Serbia is a country with a small and relatively open economy, undergoing transitional processes from a planned to market-based economy for more than two decades. The economic system was seriously shaken by the disintegration of Yugoslavia and the wars of the 1990s, as well as economic sanctions in the period 1992-1995. After the removal of former Yugoslav President Slobodan Milošević in 2000, Serbia began economic reforms and a liberalisation of its market, experiencing relatively high economic growth which only slowed with the onset of the global economic crisis, corona pandemic and Russian-Ukrainian war.

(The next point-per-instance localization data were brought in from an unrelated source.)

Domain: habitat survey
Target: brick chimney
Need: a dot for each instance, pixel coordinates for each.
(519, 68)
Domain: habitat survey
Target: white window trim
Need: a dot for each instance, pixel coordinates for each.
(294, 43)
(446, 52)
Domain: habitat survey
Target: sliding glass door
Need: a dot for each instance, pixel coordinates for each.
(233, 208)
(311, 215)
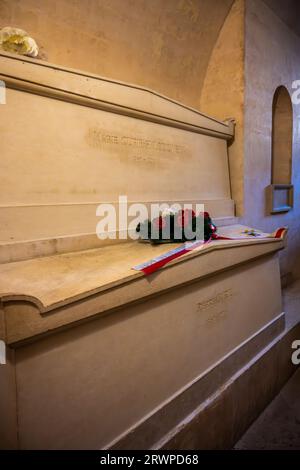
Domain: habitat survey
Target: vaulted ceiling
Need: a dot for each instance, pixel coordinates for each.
(288, 11)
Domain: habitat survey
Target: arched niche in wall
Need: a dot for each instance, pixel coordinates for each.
(281, 188)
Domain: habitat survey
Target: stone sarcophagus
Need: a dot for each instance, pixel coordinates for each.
(97, 354)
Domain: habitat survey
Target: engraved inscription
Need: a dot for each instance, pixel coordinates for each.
(221, 297)
(215, 308)
(100, 138)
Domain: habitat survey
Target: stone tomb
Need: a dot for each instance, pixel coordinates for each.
(98, 355)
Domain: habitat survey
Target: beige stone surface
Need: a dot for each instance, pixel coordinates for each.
(90, 140)
(271, 60)
(222, 93)
(84, 387)
(161, 44)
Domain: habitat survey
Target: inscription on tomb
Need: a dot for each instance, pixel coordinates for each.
(139, 149)
(215, 307)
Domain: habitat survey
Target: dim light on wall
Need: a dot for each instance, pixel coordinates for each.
(2, 92)
(280, 193)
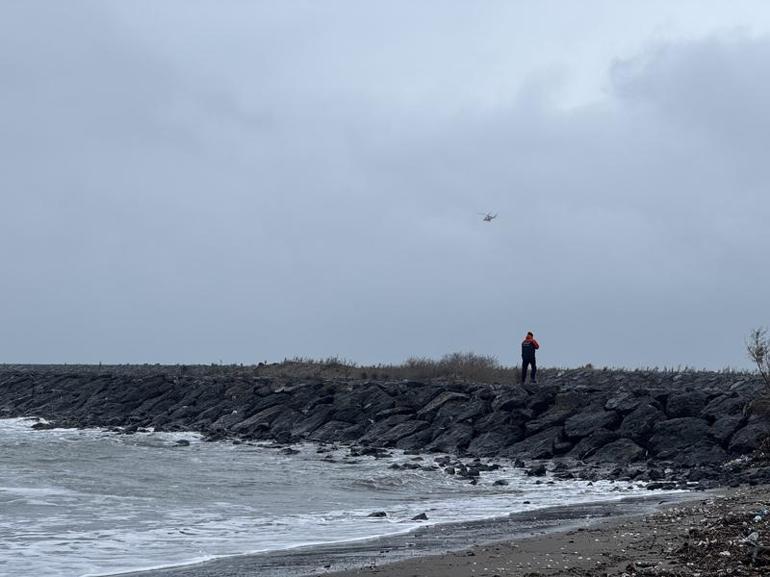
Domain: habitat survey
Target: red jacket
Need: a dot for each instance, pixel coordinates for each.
(528, 348)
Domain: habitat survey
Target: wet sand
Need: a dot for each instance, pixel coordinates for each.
(708, 537)
(525, 542)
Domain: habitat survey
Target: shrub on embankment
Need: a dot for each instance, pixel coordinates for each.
(600, 416)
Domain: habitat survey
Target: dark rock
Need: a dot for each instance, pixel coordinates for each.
(589, 445)
(454, 439)
(416, 441)
(542, 398)
(512, 397)
(493, 443)
(536, 471)
(620, 451)
(399, 431)
(686, 404)
(749, 438)
(673, 436)
(724, 405)
(723, 428)
(585, 423)
(42, 426)
(538, 446)
(623, 402)
(638, 425)
(336, 431)
(439, 400)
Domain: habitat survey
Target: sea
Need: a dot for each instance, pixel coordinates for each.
(91, 502)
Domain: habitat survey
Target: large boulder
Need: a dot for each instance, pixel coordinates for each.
(454, 440)
(686, 404)
(639, 423)
(748, 439)
(379, 429)
(336, 431)
(619, 452)
(439, 400)
(512, 397)
(493, 443)
(399, 431)
(538, 446)
(592, 443)
(588, 421)
(724, 428)
(305, 426)
(674, 436)
(624, 401)
(724, 405)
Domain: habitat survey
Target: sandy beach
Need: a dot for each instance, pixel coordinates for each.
(703, 538)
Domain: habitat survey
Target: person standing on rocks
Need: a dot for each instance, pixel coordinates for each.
(528, 347)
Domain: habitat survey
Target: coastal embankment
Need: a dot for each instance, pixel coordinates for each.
(664, 427)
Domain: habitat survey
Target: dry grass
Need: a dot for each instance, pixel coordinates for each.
(452, 367)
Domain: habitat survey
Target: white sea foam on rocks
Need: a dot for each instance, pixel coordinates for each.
(92, 502)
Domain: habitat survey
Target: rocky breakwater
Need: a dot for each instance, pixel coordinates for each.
(641, 423)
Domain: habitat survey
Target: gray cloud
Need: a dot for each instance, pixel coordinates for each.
(249, 184)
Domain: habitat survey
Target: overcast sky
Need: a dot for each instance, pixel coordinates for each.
(196, 181)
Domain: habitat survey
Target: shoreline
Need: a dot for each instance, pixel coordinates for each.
(718, 534)
(401, 553)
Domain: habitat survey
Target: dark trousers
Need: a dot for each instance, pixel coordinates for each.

The general economic trends are reflected in the media sphere as well. Data provided by the IPSOS Strategic Marketing show that advertising budgets are on the rise in the past two years, and are worth 241 million EUR in 2022 and 230 million EUR in 2021. These budgets were significantly cut during the Covid-19 pandemic – it dropped to 198 million EUR in 2020. A half of these budgets are allocated to TV advertising, and one fourth on digital. The rest is divided among print (around 10%), radio (around 15%) and outdoor advertising. The only segment of advertising that is growing over the years is digital.

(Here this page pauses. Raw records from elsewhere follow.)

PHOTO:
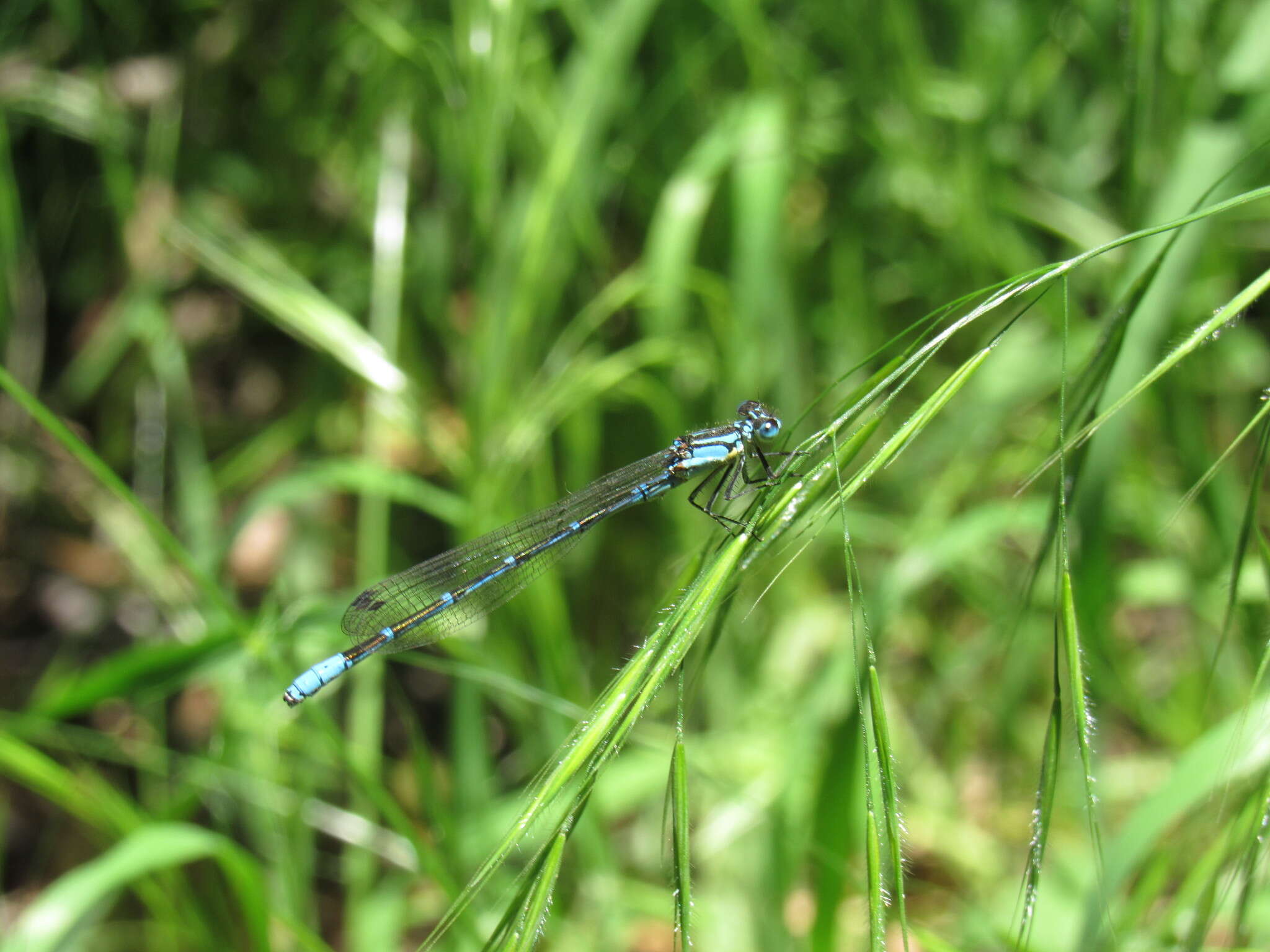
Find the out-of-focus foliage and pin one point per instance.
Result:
(296, 295)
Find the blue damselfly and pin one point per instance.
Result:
(438, 597)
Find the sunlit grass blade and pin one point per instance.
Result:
(597, 739)
(1043, 815)
(892, 819)
(680, 829)
(873, 870)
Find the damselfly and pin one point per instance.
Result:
(438, 597)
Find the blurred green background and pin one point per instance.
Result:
(327, 288)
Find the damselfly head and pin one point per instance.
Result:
(766, 425)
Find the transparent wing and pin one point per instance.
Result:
(414, 589)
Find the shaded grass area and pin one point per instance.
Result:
(298, 296)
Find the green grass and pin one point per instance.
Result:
(298, 296)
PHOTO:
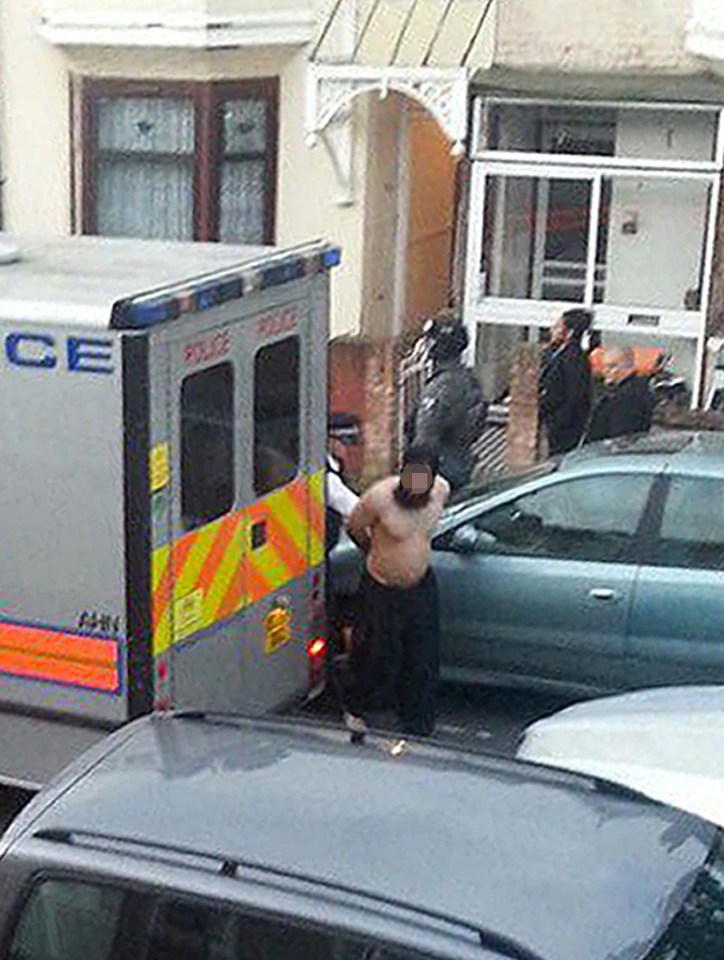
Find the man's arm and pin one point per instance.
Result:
(361, 519)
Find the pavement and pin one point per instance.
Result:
(490, 719)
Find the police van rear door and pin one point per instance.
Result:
(198, 568)
(284, 493)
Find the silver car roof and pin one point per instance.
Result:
(548, 859)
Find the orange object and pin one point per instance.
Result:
(42, 654)
(647, 361)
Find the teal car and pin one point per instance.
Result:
(601, 571)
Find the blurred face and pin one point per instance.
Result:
(559, 332)
(416, 478)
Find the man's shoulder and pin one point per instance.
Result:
(381, 489)
(443, 489)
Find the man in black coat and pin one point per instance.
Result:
(450, 413)
(627, 406)
(565, 383)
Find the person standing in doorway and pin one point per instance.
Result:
(398, 638)
(343, 432)
(627, 406)
(565, 383)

Advertising budget is not large enough to support the existence of more than 2600 registered media outlets. One of the incentives for this large amount of registered media is allocation of funds by the state. The co-financing of content production projects, whose main aim is to improve how well informed citizens are, is the main mechanism which the state uses to grant budgetary funds to the media. This mechanism of financing was introduced in 2014 (with implementation beginning in 2015), after the adoption of a set of media legislation.

According to the BIRN research into co-financing state mechanisms, it shows that around 1,6 to 1,8 billion dinars of public money is spent in this way annually. After several years of reliance on this funding mechanism, numerous problems, which pave the way for corruption, have been observed. Some of these relate to problematic procedures for allocating funds, conflict of interest issues among the members of various funding commissions, and poorly defined mechanisms for evaluating and monitoring the implementation of projects. The same BIRN research shows that the biggest winners of this mechanism are TV stations, regional and local ones, which are pro-government and close to the ruling party.

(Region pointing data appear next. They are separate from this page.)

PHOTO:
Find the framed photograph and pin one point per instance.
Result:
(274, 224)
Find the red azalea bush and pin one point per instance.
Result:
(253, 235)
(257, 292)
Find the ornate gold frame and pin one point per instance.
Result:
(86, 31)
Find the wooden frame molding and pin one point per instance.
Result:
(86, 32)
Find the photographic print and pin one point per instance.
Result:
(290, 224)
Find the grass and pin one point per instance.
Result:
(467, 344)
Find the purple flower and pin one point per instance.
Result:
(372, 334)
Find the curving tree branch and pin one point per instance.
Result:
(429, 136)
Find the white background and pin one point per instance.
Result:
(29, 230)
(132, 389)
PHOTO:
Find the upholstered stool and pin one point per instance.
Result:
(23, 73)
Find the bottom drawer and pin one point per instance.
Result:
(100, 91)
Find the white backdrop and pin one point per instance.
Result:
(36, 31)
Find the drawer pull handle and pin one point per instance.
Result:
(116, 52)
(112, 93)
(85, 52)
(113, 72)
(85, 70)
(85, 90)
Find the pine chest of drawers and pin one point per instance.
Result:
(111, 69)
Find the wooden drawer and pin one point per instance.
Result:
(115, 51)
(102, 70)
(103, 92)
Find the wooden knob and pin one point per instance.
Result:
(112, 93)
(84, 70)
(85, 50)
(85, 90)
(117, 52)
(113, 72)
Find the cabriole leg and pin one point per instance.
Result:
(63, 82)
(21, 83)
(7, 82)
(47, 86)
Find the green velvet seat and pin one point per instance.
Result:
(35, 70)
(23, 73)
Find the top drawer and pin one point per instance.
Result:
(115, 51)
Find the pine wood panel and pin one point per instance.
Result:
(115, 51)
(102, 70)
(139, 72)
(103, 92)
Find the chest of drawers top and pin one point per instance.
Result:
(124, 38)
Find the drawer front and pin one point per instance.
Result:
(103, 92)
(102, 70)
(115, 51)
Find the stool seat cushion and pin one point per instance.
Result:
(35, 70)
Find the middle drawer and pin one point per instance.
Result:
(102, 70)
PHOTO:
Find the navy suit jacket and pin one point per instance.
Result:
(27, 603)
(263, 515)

A second source of revenue for the media is that which comes from state advertising. For years, state institutions and public companies have been among the biggest clients in the media advertising market in Serbia. It is estimated that through public procurements alone around half a million dinars is spent annually. There is no law regulating specifically state advertising, nor centralized data which would allow monitoring of public spending.

Allocation of state funds leads to the specific type of censorship, co called “soft censorship”, which is one of the most effective ways to gain control over media and influence editorial policies.